As far as the rest of the fields go, take a look at the article here on figuring out cardinality:
http://kirk.webfinish.com/2013/08/some-help-to-find-uniqueness-in-a-large-table-with-many-fields/
Fields that are completely unique are candidates, fields that have no uniqueness at all are useless to index. The sweet spot is the cardinality in the middle (.5).
And of course you should take a look at which columns you are using in the WHERE clause. It is useless to index columns that are not a part of your quals.
Primary keys will have an idex only if you formally define them as primary keys. Where most people forget to make indexes are Foriegn keys which are not generally automatically indexed and almost always will be involved in joins and thus indexed. Other candidates for indexes are things you frequently filter data on that have a large number fo possible values, things like names, part numbers, start Dates, etc.
1) Is it a good idea to make your primary key as an Index?(assuming the primary key is unique,an id
All DBMSes I know of will automatically create an index underneath the PK.
In case of MySQL/InnoDB, PK will not just be indexed, but that index will be clustered index.
(BTW, just saying "primary key" implies it is unique, so there is no need to explicitly state "assuming the primary key is unique".)
2) how would I know what columns to index ?
That depends on which queries need to be supported.
But beware that adding indexes is not free and is a matter of engineering tradeoff - while some queries might benefit from an index, some may actually suffer from it. For example:
An index on FOO would significantly speed-up the SELECT * FROM T WHERE FOO = ....
However, the same index would somewhat slow-down the INSERT INTO T VALUES (...).
In most situations you'd favor large speedup in SELECT over small slowdown in INSERT, but that may not always be the case.
Indexing and the database performance in general are a complex topic beyond the scope of a humble StackOverflow post, but if you are interested I warmly recommend reading Use The Index, Luke!.
Your primary key will always be an index.
Always create indexes in columns that help to reduce the search, for example if in the column there are only 3 different values ​​among more than a thousand it is a good sign to make it index.

Index a mysql table of 3 integer fields

I have a mysql table of 3 integer fields. None of the fields have a unique value - but the three of them combined are unique.
When I query this table, I only search by the first field.
Which approach is recommended for indexing such table?
Having a multiple-field primary key on the 3 fields, or setting an index on the first field, which is not unique?
Thanks,
Doori Bar
Both. You'll need the multi-field primary key to ensure uniqueness, and you'll want the index on the first field for speed during searches.
You can have a UNIQUE Constraint on the three fields combined to meet your data quality standards. If you are primarily searching by Field1 then you should have an index on it.
You should also consider how you JOIN this table.
Your indexes should really support the bigger workload first - you will have to look at the execution plan to determine what suits you best.
The primary key will prevent your application from accidenttly inserting dupe rows. You probably want that.
Order the columns in the PK correctly though or make an index on the first column clustered for better performance. Compare how the query runs (with the PK present) and with and without the index on the first column.

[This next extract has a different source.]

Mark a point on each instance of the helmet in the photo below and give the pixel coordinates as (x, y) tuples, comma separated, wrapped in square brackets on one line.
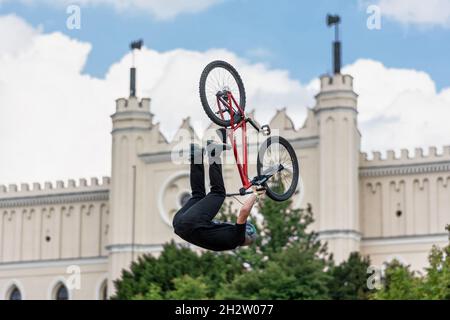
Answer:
[(250, 234)]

If you're using InnoDB, you must have a clustered index. If you don't specify one, MySQL will use one in the background anyway. So, you may as well use a clustered (unique) primary key by combining all three columns.
The primary key will also then prevent duplicates, which is a bonus.
If you're returning all three integer fields, then you'll have a covered index, which means that the database won't even have to touch the actual record. It will get everything it needs right from the index.
The only caveat would be inserts (and appends). Updating a clustered index, especially on multiple columns, does have some performance penalization. It will be up to you to test and determine the best approach.